L’ombre jetée sur la mer. pâle
Comme un débris de couleur
L’ouvrage agrandi de tes prunelles
Dans le sang suspendu aux embruns .
L’or pris à la gorge, l’or rare
Des feuilles captives du vent .
Le grand désordre des graminées
Dans le bois des avalanches endormies .
Quand épée de pluie, phares,
frondes, herses, pales, pics
et couteaux de chair vive ,
sous l’abondance de ciels troués
plantent leurs larmes, leurs crocs de lumière
dans le ventre lacéré des écorces
en arrachant un cri à la hauteur du temps
du feu porté aux fleurs de l’écume
pour disparaître avec l’épave des nuits
dans la fournaise blanche de mes songes.
Éric Allard
Éric Allard (1959 - ….)
Né à Charleroi en Belgique, il est professeur de mathématiques.
Il nous offre des poèmes inspirés par l’amour et la nature.
***
Le secret
Tout au fond de l’océan
Gît un coquillage arc-en-ciel,
Il est là, toujours, brillant paisiblement
Sous les plus hautes vagues des tempêtes
Comme sous les bienheureuses vaguelettes
Que le vieux Grec appelait rides de rire.

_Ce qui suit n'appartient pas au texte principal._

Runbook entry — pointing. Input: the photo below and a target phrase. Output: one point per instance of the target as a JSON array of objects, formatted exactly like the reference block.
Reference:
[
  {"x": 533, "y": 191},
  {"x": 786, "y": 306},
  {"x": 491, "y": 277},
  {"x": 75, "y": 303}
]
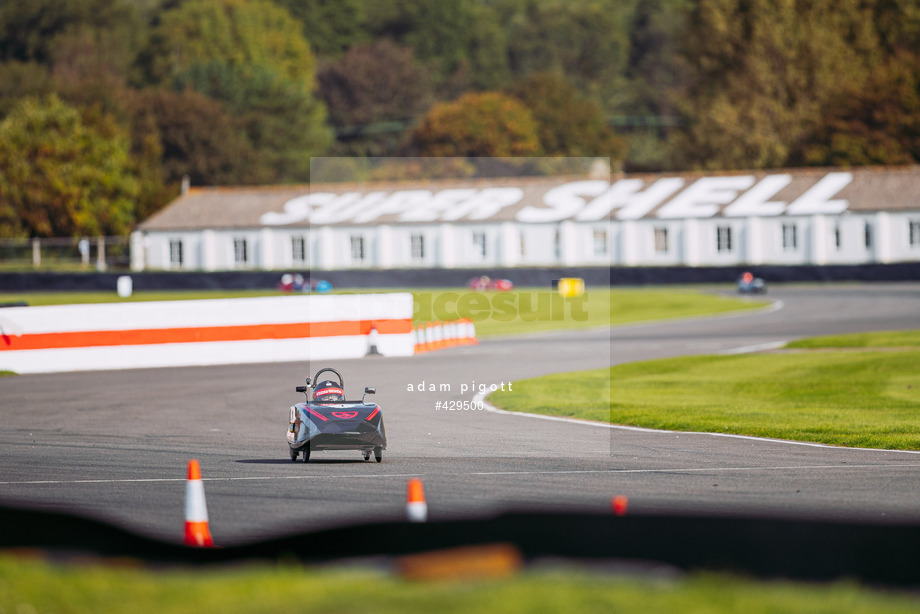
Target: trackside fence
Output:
[{"x": 66, "y": 254}]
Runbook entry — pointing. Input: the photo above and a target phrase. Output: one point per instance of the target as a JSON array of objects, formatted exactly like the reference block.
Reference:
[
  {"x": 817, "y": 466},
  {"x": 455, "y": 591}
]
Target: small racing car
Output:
[
  {"x": 326, "y": 421},
  {"x": 748, "y": 284}
]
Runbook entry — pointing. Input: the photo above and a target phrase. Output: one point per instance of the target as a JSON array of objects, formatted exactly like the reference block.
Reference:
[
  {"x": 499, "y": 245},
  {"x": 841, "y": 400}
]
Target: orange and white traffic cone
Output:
[
  {"x": 197, "y": 532},
  {"x": 416, "y": 508}
]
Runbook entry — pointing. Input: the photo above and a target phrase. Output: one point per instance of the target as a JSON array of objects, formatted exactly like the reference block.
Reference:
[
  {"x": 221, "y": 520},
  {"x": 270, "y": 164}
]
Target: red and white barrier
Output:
[
  {"x": 205, "y": 332},
  {"x": 433, "y": 336}
]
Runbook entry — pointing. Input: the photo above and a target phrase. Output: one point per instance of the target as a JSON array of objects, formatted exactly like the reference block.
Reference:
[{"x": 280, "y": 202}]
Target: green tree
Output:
[
  {"x": 763, "y": 71},
  {"x": 567, "y": 123},
  {"x": 586, "y": 40},
  {"x": 30, "y": 31},
  {"x": 330, "y": 26},
  {"x": 875, "y": 123},
  {"x": 196, "y": 137},
  {"x": 238, "y": 33},
  {"x": 284, "y": 123},
  {"x": 462, "y": 40},
  {"x": 476, "y": 125},
  {"x": 63, "y": 174},
  {"x": 372, "y": 91},
  {"x": 19, "y": 80}
]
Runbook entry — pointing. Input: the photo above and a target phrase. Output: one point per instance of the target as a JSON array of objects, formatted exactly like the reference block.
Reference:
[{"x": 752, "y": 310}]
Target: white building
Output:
[{"x": 786, "y": 217}]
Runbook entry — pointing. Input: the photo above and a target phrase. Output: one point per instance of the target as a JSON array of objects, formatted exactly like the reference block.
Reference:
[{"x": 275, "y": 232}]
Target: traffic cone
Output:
[
  {"x": 197, "y": 532},
  {"x": 416, "y": 508},
  {"x": 372, "y": 338}
]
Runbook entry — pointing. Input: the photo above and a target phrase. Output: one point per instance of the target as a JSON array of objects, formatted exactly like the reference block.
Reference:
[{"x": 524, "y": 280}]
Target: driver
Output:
[{"x": 328, "y": 391}]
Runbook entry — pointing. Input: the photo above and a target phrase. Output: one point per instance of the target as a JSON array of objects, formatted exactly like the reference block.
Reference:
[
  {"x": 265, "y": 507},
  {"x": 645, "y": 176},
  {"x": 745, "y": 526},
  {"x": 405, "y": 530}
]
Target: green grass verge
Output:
[
  {"x": 865, "y": 398},
  {"x": 889, "y": 339},
  {"x": 28, "y": 585},
  {"x": 495, "y": 313}
]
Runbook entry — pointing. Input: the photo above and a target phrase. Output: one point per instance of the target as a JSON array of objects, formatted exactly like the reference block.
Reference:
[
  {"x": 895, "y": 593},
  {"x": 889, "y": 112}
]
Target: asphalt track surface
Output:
[{"x": 114, "y": 445}]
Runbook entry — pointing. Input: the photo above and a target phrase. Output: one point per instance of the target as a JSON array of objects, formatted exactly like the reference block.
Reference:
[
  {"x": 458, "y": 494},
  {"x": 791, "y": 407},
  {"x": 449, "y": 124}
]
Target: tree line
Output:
[{"x": 105, "y": 105}]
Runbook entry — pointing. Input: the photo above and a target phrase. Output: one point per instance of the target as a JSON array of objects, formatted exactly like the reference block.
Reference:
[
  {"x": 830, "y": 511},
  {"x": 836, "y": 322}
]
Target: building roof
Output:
[{"x": 547, "y": 199}]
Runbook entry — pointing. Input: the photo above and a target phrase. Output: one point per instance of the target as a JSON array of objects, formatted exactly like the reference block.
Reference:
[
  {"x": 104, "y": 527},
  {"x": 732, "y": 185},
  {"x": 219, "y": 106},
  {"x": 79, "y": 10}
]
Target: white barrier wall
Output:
[{"x": 205, "y": 332}]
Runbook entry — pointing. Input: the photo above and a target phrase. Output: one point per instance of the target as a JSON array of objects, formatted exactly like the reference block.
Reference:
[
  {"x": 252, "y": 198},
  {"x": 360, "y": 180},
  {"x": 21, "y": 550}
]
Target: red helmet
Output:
[{"x": 327, "y": 391}]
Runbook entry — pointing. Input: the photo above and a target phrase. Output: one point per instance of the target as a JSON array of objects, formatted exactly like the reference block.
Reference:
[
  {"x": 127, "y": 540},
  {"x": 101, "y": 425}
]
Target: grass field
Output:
[
  {"x": 34, "y": 586},
  {"x": 853, "y": 390},
  {"x": 495, "y": 313}
]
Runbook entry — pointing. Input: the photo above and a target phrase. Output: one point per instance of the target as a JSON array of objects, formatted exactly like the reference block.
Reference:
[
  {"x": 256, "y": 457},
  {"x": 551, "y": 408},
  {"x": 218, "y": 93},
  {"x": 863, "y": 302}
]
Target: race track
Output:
[{"x": 115, "y": 444}]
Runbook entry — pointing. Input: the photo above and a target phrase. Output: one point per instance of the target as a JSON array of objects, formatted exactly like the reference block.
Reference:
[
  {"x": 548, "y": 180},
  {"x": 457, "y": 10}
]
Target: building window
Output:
[
  {"x": 417, "y": 247},
  {"x": 661, "y": 240},
  {"x": 479, "y": 244},
  {"x": 915, "y": 233},
  {"x": 357, "y": 248},
  {"x": 298, "y": 250},
  {"x": 723, "y": 239},
  {"x": 600, "y": 242},
  {"x": 176, "y": 258},
  {"x": 790, "y": 238},
  {"x": 240, "y": 252}
]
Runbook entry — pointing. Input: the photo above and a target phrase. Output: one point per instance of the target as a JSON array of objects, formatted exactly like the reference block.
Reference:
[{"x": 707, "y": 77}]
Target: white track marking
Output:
[{"x": 477, "y": 473}]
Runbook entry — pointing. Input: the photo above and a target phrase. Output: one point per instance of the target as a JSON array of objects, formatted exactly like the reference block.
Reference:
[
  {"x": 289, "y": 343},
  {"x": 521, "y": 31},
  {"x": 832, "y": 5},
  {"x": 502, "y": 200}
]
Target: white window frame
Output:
[
  {"x": 913, "y": 234},
  {"x": 790, "y": 232},
  {"x": 176, "y": 254},
  {"x": 417, "y": 247},
  {"x": 600, "y": 241},
  {"x": 724, "y": 239},
  {"x": 298, "y": 249},
  {"x": 240, "y": 251},
  {"x": 358, "y": 251},
  {"x": 479, "y": 244},
  {"x": 660, "y": 237}
]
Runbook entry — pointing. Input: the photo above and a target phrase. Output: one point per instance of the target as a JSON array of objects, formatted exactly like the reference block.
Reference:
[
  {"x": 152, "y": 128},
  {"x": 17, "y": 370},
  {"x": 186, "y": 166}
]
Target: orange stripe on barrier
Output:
[{"x": 204, "y": 334}]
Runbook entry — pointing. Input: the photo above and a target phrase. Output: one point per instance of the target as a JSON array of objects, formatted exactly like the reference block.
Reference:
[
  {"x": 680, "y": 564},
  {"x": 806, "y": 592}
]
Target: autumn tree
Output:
[
  {"x": 478, "y": 124},
  {"x": 196, "y": 137},
  {"x": 369, "y": 86},
  {"x": 763, "y": 73},
  {"x": 281, "y": 120},
  {"x": 330, "y": 26},
  {"x": 586, "y": 40},
  {"x": 875, "y": 123},
  {"x": 463, "y": 40},
  {"x": 62, "y": 173},
  {"x": 568, "y": 124},
  {"x": 238, "y": 33}
]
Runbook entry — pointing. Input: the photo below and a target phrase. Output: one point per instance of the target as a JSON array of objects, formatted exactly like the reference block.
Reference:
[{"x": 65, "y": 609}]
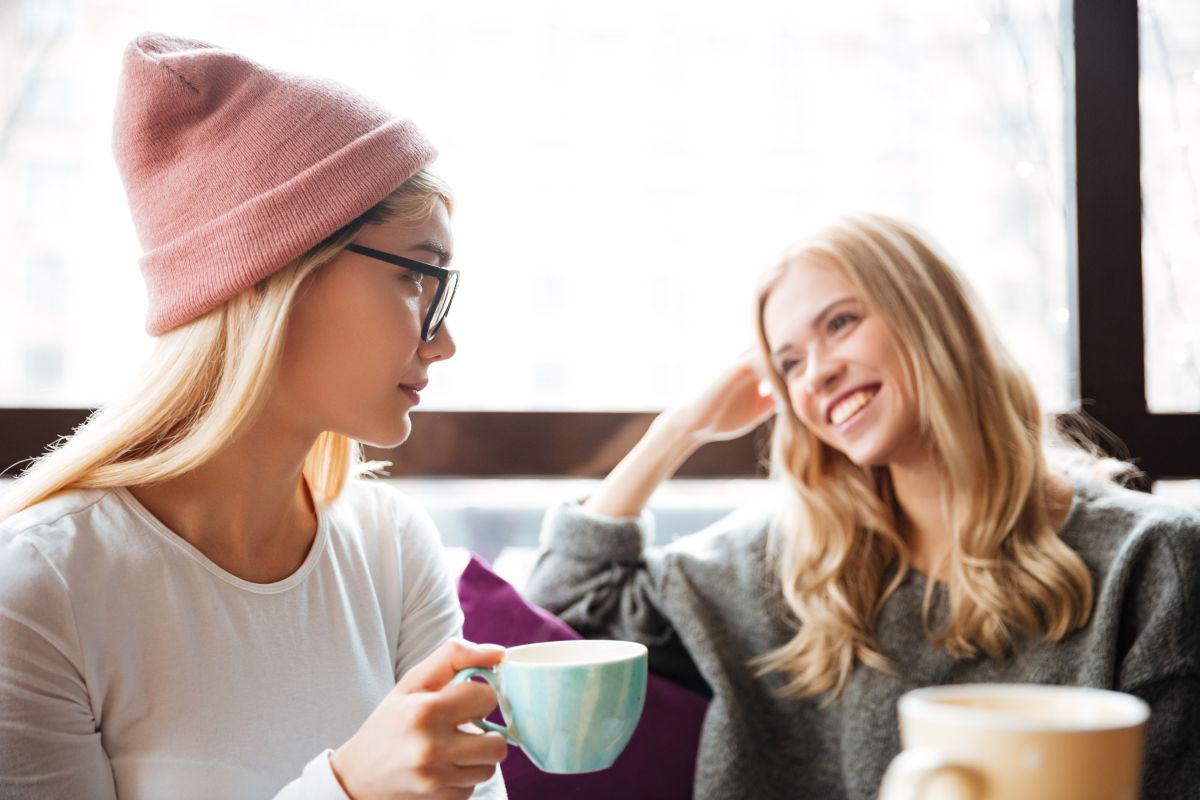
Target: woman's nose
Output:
[{"x": 442, "y": 347}]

Écoute – tout au fond de l’océan
Le coquillage arc-en-ciel chante,
Il est là, toujours, chantant silencieusement.
Katherine Mansfield
Née à Wellington en Nouvelle Zélande, son premier ouvrage fut publié alors qu’elle n’avait
que 9 ans.
Ses écrits mettent en relief sa grande solitude et l’étroitesse d’esprit de la société dans
laquelle elle évoluait. Elle fut fortement influencée par Anton Chekhov.
***
Lettre
Tu m’as dit si tu m’écris
Ne tape pas tout à la machine
Ajoute une ligne de ta main
Un mot un rien oh pas grand chose
Oui oui oui oui oui oui oui
Ma Remington est belle pourtant
Je l’aime beaucoup et travaille bien
Mon écriture est nette est claire
On voit très bien que c’est moi
qui l’ai tapée
Il y a des blancs que je suis seul à savoir faire
Vois donc l’œil qu’à ma page
Pourtant, pour te faire plaisir j’ajoute
à l’encre
Deux trois mots
Et une grosse tache d’encre
Pour que tu ne puisses pas les lire.
Blaise Cendrars
Poète et nouvelliste, né à Chaux-de-Fonds en Suisse, il quitta le foyer paternel à l’âge de 15 ans et se rendit à Moscou.
Il est considéré comme une figure dominante de la littérature d’avant la Première Guerre Mondiale. Son célèbre poème-fleuve La prose du Transsibérien et de la petite Jehanne de France est sans doute la plus connue de ses œuvres.
***
Quand il neige sur mon pays
Quand il neige sur mon pays
De gros flocons couvrent les branches.
Et les regards sont éblouis
Par la clarté des routes blanches .
Et dans les champs ensevelis,
La terre reprend le grand somme
Qu’elle fait pour mieux nourrir l’homme,
Quand il neige sur mon pays
Quand il neige sur mon pays,
On voit s’ébattre dans les rues
Les petits enfants réjouis
Par tant de splendeurs reparues.
Et ce sont des appels, des cris,
Des extases et des délires,
Des courses, des jeux et des rires,
Quand il neige sur mon pays.
Quand il neige sur mon pays
C’est que tout le ciel se disperse
Sur la montagne et les toits gris
Qu’il revêt de sa claire averse, ou qu’une avalanche de lis
De sa pureté nous inonde…
C’est le plus beau pays du monde
Quand il neige sur mon pays !
Albert Lozeau
Né à Montréal. Devenu paralysé à 18 ans, il se consacre alors entièrement à l’écriture.
Sa poésie exprime son amour de la nature québécoise. « L’âme solitaire » publié en 1907 montre bien ses émotions et l’étendue de sa solitude.